Induction/3^n \geq n^4/Exercise/Solution

Initial step for ${\displaystyle {}n=10}$. We have

${\displaystyle {}3^{10}=9^{5}=81\cdot 81\cdot 9\geq 6000\cdot 9\geq 10000=n^{4}\,.}$

For the induction step let ${\displaystyle {}n\geq 10}$. Then

${\displaystyle {}3^{n+1}=3\cdot 3^{n}\geq 3\cdot n^{4}=n^{4}+{\frac {1}{2}}n^{4}+{\frac {1}{2}}n^{4}+{\frac {1}{2}}n^{4}+{\frac {1}{2}}n^{4}\,.}$

On the other hand the general binomial formula yields

${\displaystyle {}(n+1)^{4}=n^{4}+4n^{3}+6n^{2}+4n+1\,.}$

We have to show

${\displaystyle {}n^{4}+{\frac {1}{2}}n^{4}+{\frac {1}{2}}n^{4}+{\frac {1}{2}}n^{4}+{\frac {1}{2}}n^{4}\geq n^{4}+4n^{3}+6n^{2}+4n+1\,.}$

The first summands coincide on the left and on the right. For the other summands we show that the term on the left hand side, namely ${\displaystyle {}{\frac {1}{2}}n^{4}}$, is at least as large as the term on the right hand side.

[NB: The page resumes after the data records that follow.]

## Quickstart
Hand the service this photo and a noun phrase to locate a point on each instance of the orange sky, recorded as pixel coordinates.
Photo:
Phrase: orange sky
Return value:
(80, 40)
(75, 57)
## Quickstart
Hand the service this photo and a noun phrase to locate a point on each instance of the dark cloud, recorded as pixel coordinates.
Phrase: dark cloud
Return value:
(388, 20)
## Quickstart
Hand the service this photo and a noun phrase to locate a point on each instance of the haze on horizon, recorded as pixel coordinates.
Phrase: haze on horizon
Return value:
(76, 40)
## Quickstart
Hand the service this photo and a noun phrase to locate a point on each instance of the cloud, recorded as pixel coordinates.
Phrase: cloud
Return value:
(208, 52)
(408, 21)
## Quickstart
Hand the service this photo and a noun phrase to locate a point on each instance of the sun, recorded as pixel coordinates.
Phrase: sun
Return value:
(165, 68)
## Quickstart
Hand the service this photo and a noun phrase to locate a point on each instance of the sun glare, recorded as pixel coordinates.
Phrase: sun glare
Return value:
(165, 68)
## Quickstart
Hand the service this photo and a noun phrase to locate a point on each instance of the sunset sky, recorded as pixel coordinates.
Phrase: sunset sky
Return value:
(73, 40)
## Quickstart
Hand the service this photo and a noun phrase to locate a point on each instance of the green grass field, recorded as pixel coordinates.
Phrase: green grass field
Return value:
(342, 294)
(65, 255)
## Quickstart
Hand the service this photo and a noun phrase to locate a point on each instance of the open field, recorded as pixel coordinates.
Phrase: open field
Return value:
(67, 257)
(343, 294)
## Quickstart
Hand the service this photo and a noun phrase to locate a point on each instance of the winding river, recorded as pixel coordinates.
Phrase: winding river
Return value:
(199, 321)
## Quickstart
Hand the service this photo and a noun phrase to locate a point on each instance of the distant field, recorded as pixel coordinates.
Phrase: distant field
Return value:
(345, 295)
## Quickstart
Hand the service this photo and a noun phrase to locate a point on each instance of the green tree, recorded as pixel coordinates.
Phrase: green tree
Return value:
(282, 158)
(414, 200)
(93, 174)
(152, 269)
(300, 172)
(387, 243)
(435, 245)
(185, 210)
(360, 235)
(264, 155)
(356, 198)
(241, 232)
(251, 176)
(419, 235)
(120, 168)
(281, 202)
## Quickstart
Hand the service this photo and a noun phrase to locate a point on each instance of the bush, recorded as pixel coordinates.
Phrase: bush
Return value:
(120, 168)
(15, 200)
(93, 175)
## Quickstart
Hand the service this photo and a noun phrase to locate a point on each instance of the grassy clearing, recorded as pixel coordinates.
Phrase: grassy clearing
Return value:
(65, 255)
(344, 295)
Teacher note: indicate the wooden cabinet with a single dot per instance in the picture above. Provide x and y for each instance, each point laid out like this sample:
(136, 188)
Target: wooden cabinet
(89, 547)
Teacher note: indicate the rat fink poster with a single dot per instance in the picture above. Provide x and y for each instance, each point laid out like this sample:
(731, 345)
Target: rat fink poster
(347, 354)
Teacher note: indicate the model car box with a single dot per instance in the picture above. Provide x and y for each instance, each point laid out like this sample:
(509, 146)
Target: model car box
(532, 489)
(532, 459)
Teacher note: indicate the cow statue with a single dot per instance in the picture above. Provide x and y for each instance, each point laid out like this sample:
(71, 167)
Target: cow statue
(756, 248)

But this follows directly from ${\displaystyle {}n^{4}\geq 8n^{3}}$ (since ${\displaystyle {}n\geq 10}$), from ${\displaystyle {}n^{4}\geq 12n^{2}}$, since ${\displaystyle {}n^{2}\geq 12}$, from ${\displaystyle {}n^{4}\geq 8n}$ and from ${\displaystyle {}n^{4}\geq 2}$.